La première ministre de l’Alberta a déclaré qu’elle était ouverte à la diversité des opinions au sein de son groupe parlementaire, après qu’un député de son Parti conservateur uni eut estimé qu’un référendum sur la sécession serait bénéfique pour la province.
Danielle Smith a réaffirmé samedi, lors de son émission de radio diffusée dans toute la province, que son gouvernement soutenait une Alberta souveraine au sein d’un Canada uni, malgré les opinions exprimées la veille par Jason Stephan, député de Red Deer-South, dans une lettre d’opinion publiée sur le site web du média conservateur «Western Standard».
Mme Smith a souligné qu’elle a pris des mesures pour obtenir cette souveraineté, notamment en signant le protocole d’entente sur l’énergie entre l’Alberta et le Canada avec le premier ministre Mark Carney.
«Certains ne croient pas que ces griefs puissent ou seront réglés et ont perdu espoir envers le Canada. Mon rôle est de cerner ces problèmes et de les résoudre un par un», a-t-elle déclaré.
«Il est possible qu’une voix au sein de notre caucus exprime une perspective différente. Bien que nous soyons un caucus qui valorise la diversité des opinions, je peux vous assurer que notre caucus et notre gouvernement appuient mon point de vue: nous sommes favorables à la souveraineté de l’Alberta au sein d’un Canada uni», a-t-elle ajouté.

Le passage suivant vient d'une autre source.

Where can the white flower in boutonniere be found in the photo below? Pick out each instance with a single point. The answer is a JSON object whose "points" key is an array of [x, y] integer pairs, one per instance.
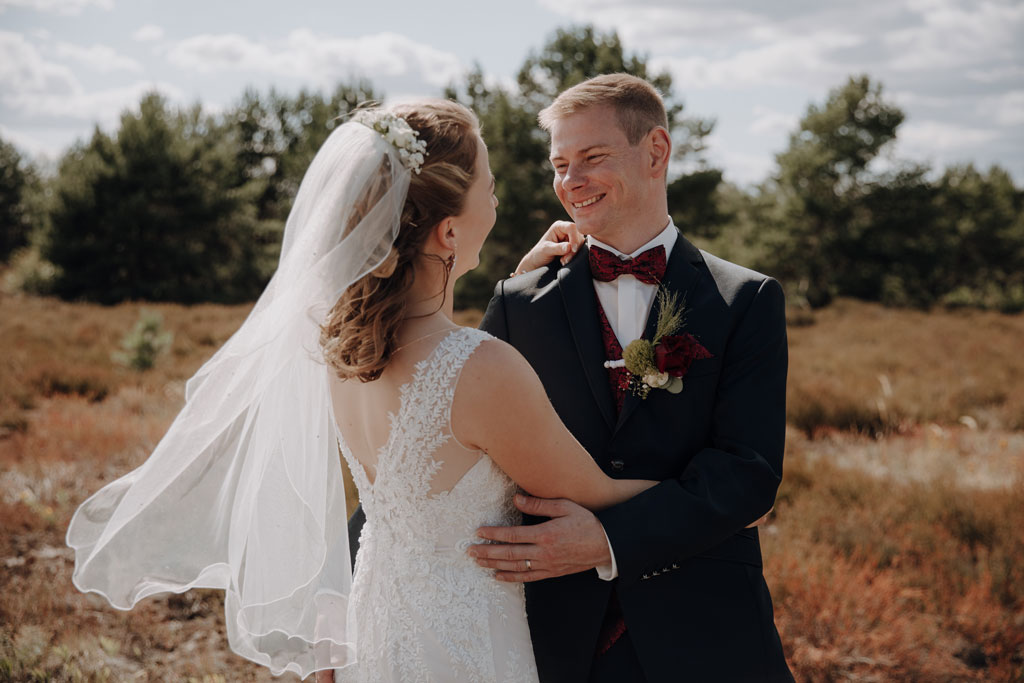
{"points": [[662, 363]]}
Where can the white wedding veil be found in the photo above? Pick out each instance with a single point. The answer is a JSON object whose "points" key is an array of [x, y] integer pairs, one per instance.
{"points": [[245, 491]]}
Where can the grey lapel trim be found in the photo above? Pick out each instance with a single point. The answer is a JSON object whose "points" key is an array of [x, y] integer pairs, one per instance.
{"points": [[576, 285]]}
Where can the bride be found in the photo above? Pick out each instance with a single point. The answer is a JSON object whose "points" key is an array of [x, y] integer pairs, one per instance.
{"points": [[352, 345]]}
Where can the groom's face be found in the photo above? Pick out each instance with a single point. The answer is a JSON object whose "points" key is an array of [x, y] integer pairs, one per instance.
{"points": [[599, 176]]}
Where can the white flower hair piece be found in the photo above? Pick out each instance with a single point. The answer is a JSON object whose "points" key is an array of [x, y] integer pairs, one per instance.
{"points": [[399, 134]]}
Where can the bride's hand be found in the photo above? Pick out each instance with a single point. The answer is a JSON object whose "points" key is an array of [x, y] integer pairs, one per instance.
{"points": [[561, 241]]}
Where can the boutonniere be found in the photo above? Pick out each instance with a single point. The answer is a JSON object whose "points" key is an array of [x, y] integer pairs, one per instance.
{"points": [[660, 363]]}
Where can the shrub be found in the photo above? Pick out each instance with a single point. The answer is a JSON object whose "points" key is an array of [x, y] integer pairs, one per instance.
{"points": [[144, 343]]}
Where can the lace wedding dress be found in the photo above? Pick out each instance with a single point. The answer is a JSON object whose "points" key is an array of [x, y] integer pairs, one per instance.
{"points": [[423, 610]]}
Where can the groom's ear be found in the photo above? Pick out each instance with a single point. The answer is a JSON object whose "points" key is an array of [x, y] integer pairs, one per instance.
{"points": [[659, 151]]}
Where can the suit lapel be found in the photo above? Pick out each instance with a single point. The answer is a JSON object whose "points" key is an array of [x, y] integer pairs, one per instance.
{"points": [[680, 275], [577, 287]]}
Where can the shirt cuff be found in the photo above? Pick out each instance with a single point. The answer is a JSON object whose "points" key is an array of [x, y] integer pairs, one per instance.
{"points": [[608, 571]]}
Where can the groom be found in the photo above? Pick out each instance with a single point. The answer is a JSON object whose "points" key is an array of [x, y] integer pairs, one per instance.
{"points": [[679, 592]]}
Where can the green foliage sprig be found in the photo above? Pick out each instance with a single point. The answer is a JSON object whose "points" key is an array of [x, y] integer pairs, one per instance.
{"points": [[144, 343]]}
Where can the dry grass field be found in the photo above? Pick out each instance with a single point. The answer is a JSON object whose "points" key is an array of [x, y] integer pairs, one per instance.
{"points": [[896, 550]]}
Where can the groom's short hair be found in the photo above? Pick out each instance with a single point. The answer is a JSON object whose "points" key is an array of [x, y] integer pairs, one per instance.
{"points": [[638, 105]]}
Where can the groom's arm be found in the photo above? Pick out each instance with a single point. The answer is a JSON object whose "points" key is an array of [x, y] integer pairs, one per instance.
{"points": [[732, 481], [495, 321]]}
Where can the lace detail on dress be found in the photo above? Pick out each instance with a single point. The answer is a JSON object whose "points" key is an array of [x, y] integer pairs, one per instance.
{"points": [[423, 610]]}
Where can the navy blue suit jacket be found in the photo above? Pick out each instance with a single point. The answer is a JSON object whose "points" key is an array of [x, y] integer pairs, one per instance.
{"points": [[690, 583]]}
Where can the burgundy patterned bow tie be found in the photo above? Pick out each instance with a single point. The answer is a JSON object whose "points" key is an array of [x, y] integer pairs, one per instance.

M. Stephan, qui est également secrétaire parlementaire de la première ministre chargé des affaires constitutionnelles, a écrit dans la lettre publiée vendredi qu’il invitait tous ceux qui aiment la liberté et la prospérité à signer une pétition en faveur d’un référendum sur la sécession.
Il affirme qu’Ottawa tente de manipuler les Albertains en leur faisant croire qu’un référendum entraînerait une incertitude économique. L’élu conservateur soutient que la démarche vise plutôt à demander des comptes à Ottawa pour ses «lois stupides» qui «érodent les libertés des Albertains au profit d’un État-providence».
«Le statu quo est inacceptable et il ne fera qu’empirer. Signez la pétition», a demandé M. Stephan.
Le groupe ayant lancé la pétition, Stay Free Alberta, a jusqu’au 2 mai pour recueillir un peu moins de 178 000 signatures.
Ces dernières semaines, Mme Smith et plusieurs députés provinciaux ont annoncé ne pas avoir signé la pétition, réaffirmant leur soutien à une Alberta souveraine au sein d’un Canada uni.
Le gouvernement de Mme Smith a toutefois été critiqué pour avoir modifié les règles afin de faciliter l’inscription d’une question de séparation sur un référendum et pour ne pas avoir condamné ouvertement le mouvement séparatiste.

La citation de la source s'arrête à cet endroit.